Ich wollte diesen Swimming Pool bauen, weil Behinderte sich im Wasser frei bewegen können. Also fuhr ich zur Firma eines gewissen Malcolm McMichael in einem Ort namens Storrington, und er sagte: «John, wie wäre es, wenn du meinen Club trainierst, und ich gebe dir dafür alles low-cost, alles Material, das du brauchst?» Die Mannschaft stieg auf und gewann drei Finals. Zu den Auswärtsspielen fuhren wir in unserem Behindertenbus. Eine gute Zeit.
Nach weiteren Engagements in der südenglischen Provinz zogen Sie nach an die Costa Blanca nach Spanien. Wegen des Fussballs?
Wir gingen nach Spanien, weil ich verkrüppelt war. Und ich meine das so: verkrüppelt. Arthritis, Operationen am Kopf, drei an der Wirbelsäule, Titan hier, Metall im Rücken. Wir kamen also wegen des Wetters.
Ihre Trainerkarriere ging mit dem Umzug trotzdem erst so richtig los.
Wir kauften dieses Haus in Benissa, und ich hängte dort ein paar Fotos vom Fussball auf, ich als Trainer und so.
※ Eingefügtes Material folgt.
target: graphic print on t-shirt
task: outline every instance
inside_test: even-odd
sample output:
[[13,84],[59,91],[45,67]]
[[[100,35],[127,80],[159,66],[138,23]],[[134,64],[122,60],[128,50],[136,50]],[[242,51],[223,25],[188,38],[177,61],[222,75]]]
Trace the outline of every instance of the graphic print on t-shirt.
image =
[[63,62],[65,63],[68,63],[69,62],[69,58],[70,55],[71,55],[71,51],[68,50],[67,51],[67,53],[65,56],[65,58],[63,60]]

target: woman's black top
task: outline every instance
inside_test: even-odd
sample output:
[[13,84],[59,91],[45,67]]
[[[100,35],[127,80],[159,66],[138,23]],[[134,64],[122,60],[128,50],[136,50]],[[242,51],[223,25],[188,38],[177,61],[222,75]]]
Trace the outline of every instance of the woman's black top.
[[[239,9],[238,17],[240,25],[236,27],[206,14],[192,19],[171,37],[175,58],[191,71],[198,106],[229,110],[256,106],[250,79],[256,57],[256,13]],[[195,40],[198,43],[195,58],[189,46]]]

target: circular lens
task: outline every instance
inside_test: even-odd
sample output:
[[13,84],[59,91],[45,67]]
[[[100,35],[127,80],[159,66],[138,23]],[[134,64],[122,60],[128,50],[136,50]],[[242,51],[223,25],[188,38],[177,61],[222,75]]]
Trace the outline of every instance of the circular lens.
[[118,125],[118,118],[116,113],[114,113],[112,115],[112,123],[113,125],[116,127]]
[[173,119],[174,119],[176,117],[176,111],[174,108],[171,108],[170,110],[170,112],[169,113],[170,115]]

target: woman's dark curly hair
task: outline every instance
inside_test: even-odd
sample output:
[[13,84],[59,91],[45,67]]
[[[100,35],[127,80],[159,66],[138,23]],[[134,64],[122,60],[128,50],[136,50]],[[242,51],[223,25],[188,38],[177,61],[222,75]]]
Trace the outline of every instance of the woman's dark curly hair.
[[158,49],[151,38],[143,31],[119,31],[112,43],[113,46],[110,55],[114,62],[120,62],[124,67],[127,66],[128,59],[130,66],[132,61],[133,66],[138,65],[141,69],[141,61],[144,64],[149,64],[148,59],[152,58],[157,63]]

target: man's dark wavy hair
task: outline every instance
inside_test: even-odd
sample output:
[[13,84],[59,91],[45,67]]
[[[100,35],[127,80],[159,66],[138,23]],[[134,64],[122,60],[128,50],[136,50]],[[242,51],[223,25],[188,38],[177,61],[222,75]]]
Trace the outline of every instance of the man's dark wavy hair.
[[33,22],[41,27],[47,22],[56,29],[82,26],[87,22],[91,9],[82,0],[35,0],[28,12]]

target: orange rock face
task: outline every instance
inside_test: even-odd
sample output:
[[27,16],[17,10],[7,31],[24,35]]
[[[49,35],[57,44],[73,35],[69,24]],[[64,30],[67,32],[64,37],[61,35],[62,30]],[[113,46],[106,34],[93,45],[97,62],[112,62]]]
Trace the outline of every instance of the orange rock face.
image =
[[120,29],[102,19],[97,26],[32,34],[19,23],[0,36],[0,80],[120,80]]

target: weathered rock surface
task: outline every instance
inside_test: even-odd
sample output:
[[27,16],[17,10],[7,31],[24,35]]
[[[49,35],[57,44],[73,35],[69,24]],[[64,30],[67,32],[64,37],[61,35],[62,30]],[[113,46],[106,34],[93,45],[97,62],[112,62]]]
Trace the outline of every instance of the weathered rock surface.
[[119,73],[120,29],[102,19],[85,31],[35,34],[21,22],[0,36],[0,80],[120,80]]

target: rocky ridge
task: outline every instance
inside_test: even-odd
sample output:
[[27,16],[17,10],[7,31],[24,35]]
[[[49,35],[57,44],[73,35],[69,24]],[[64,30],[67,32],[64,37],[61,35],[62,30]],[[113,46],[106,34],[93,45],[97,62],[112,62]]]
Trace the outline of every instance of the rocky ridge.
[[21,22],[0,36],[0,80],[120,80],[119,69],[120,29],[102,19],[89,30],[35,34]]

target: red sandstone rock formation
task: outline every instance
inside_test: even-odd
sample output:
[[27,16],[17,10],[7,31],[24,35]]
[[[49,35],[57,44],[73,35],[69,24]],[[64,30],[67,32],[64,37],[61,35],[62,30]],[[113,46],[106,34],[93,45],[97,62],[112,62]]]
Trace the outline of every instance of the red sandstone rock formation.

Dann stellte sich unser Bauentwickler und Makler als Vizepräsident des Fussballclubs von Benissa heraus. Er sagte, du musst mal beim Fussball vorbei kommen. Seine Sekretärin war Deutsche, sie sprach Englisch und übersetzte alles. Das Problem: Sie waren letzter ihrer Liga (der fünften, d. Red.). Eines Tages kam er und sagte: «John, du bist jetzt entrenador.» Ich: «Hä?» Er: «Komm schon.» Die ersten Trainingseinheiten können Sie sich ja vorstellen, ich sprach kein Wort Spanisch, und zwei Spieler machten sich über mich lustig. Also sagte ich: «Du und du, raus, weg, to the calle» (to the = auf / Englisch und Spanischen: calle = Strasse). Sie gingen zum Vorstand und beschwerten sich. Wie auch immer, ich hielt den Club in der Liga. Und im Jahr darauf wurden wir Meister.
Warum blieben Sie nicht dort?
In Benissa kamen einfach keine Zuschauer. Also landete ich bei Crevillent. Die hatten da ein ziemliches Desaster. Der Ex-Präsident war über Nacht abgehauen. Es gab noch zwei Leute, die zahlten, und ich half auch mit Geld aus, wir waren also drei. Im Januar waren wir Tabellenletzter, ich erinnere mich, wie sie mir von der Tribüne zuschrien: «Clarkson, to the calle, la calle…» Doch am Ende der Saison hatte ich fünf, sechs Spieler ausgetauscht, uns fehlte nur ein Punkt zum Aufstieg und wir erreichten das Viertelfinale in der Copa Federación (Pokalwettbewerb für Vereine ab der dritten Liga, d. Red.), so weit war der Verein noch nie gekommen.
«Mit Ontinyent erreichten wir den Klassenerhalt. Aber am Ende der Saison wurde bei meiner Tochter Krebs diagnostiziert. Also musste ich zurück nach Grossbritannien.»
Trotzdem war es wieder nach einem Jahr vorbei.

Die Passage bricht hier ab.